Drift Detection

The fleetcommand-agent image that runs operator jobs creates definitions for an additional custom resource definition managed by the platform operator called HelmRelease. These resources map one-to-one to the Helm releases that are deployed to the cluster and are managed by Domino. They abide by a separate reconciliation loop than the Domino resource and are continuously evaluated for drift between the deployed manifest of the Helm release and the live state of the cluster.

While the operator is capable of correcting drift, this behavior is not yet enabled globally or configurable by service through the Domino resource. By default, it will warn of drift on the HelmRelease resource conditions directly. In a future release, this will be surfaced as a configurable option.

Using ddlctl is the best way to inspect the state of HelmRelease resources in your cluster:

# Get all HelmRelease resources in the cluster across namespaces
ddlctl get helmrelease --all

# Get all HelmRelease resources in the domino-platform namespace
ddlctl get helmrelease --namespace domino-platform

# Get all HelmRelease resources in the cluster that are marked as Stalled
ddlctl get helmrelease --all --status stalled=true

A HelmRelease is marked as Stalled when the operator detects that:

  • the Helm release has drifted from the desired state,

  • the Helm release is in a Failed state,

  • the Helm release is locked in a pending state,

  • the Helm release was deleted, or

  • the latest Helm revision does not match the desired revision of the current Domino generation.

To get all HelmRelease resources in the cluster that are marked as Ready, run the following:

ddlctl get helmrelease --all --status ready=true

HelmRelease resources are deployed with a default 5 minute interval, meaning if a release were to get out of sync in the cluster it will not necessarily register as drift immediately, but get picked up on the next reconciliation.

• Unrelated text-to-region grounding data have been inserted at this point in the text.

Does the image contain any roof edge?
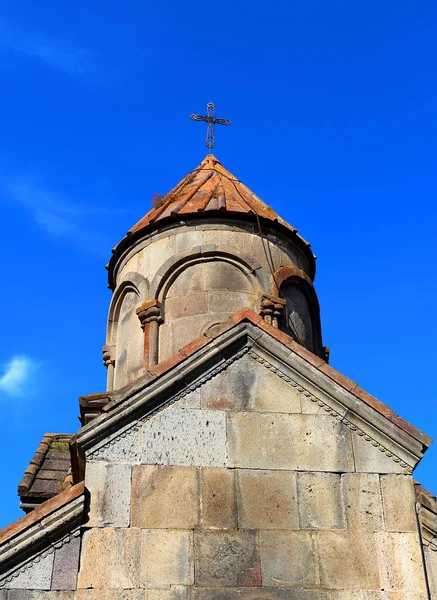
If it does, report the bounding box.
[0,482,85,567]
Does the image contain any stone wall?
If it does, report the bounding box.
[75,354,428,599]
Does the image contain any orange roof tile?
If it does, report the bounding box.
[128,154,303,239]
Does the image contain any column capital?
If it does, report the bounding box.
[136,300,163,330]
[102,345,115,368]
[260,294,286,328]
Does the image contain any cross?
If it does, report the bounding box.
[190,102,231,151]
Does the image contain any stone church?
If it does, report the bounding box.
[1,154,436,599]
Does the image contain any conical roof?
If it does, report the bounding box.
[108,154,314,287]
[128,155,307,242]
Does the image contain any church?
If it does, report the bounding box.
[1,152,436,599]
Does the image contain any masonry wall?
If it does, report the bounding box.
[74,354,429,600]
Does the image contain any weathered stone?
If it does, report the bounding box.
[237,469,299,529]
[352,433,408,474]
[86,462,132,527]
[141,407,226,467]
[131,465,199,528]
[146,587,188,600]
[207,291,256,314]
[194,531,261,587]
[8,593,76,600]
[201,467,236,529]
[51,534,81,590]
[376,532,427,593]
[260,530,317,587]
[177,388,201,409]
[342,473,384,531]
[74,591,145,600]
[89,423,141,463]
[297,472,344,529]
[227,412,353,471]
[165,293,208,319]
[200,355,301,413]
[190,590,328,600]
[1,551,54,590]
[78,528,140,588]
[316,531,380,589]
[381,475,417,532]
[425,546,437,596]
[139,530,193,587]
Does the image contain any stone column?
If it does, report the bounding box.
[136,300,163,369]
[260,295,286,329]
[102,345,116,391]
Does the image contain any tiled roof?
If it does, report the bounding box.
[107,154,315,289]
[18,433,73,513]
[128,154,305,238]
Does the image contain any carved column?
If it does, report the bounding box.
[102,345,116,391]
[136,300,163,369]
[260,295,286,329]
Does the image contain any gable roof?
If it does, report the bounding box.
[107,155,316,288]
[18,433,73,513]
[75,308,431,472]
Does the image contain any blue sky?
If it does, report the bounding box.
[0,1,436,527]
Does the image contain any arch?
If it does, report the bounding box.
[106,272,149,345]
[149,245,269,302]
[278,274,323,357]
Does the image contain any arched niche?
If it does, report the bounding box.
[106,272,148,389]
[279,275,323,357]
[153,251,264,362]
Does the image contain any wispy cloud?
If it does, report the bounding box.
[0,355,39,397]
[6,177,117,255]
[0,21,98,79]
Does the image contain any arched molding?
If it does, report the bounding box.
[149,245,270,302]
[272,265,313,295]
[106,272,149,345]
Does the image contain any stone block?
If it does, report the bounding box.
[131,465,199,528]
[342,473,384,531]
[380,475,417,532]
[78,527,140,588]
[165,292,208,319]
[227,412,353,471]
[190,590,328,600]
[329,593,387,599]
[164,314,219,360]
[86,462,132,527]
[207,291,256,314]
[201,355,301,413]
[1,551,54,590]
[89,423,141,463]
[260,530,317,587]
[74,592,145,600]
[203,261,252,293]
[194,531,261,587]
[137,237,172,279]
[352,433,408,474]
[297,472,344,529]
[201,467,237,529]
[51,533,81,590]
[376,532,427,593]
[146,587,188,600]
[316,531,380,589]
[237,469,299,529]
[140,530,193,587]
[170,229,203,254]
[177,388,201,409]
[8,593,76,600]
[141,407,227,467]
[166,263,206,297]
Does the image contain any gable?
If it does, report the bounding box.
[85,348,413,475]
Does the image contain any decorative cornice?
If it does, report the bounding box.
[0,527,80,587]
[248,350,412,473]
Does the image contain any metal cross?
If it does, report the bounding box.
[190,102,231,151]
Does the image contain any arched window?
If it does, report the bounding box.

If you want to force a reconciliation, you can do this through the ddlctl command line:

ddlctl reconcile helmrelease nucleus -n domino-platform

Investigating drift

Discovering what has drifted on a HelmRelease resource can be done in a few ways.

ddlctl offers a subcommand for inspecting the diff of a Helm release against the live state of the cluster:

ddlctl diff helmrelease nucleus -n domino-platform

If the resource has drifted, you can expect to see something similar to the following:

NAME                	READY	REASON 	MESSAGE                                           	DRIFT DETECTION MODE	SUSPENDED
domino-data-importer	False	Drifted	cluster has drifted from desired helmrelease state	warn                	false

For resources that are in sync, you can expect to see something more like the following:

NAME   	READY	REASON	MESSAGE                                  	DRIFT DETECTION MODE	SUSPENDED
nucleus	True 	InSync	helmrelease is in sync with cluster state	warn                	false

The operator also writes information on the nature of drift to events, which can be inspected with kubectl describe, i.e.:

# Inspect the events of a Helm release
kubectl describe helmrelease nucleus -n domino-platform

The Warning event will report on the resource where drift was detected, the type of drift, and include the JSON patch (either in full or in part) that would be applied if correct mode were enabled on the HelmRelease resource rather than warn.

Note
As there is a character limit on Kubernetes events, the JSON patch will be truncated to 500 characters max, but the full patch can be found in the operator logs, which can also be accessed with ddlctl by running ddlctl logs operator.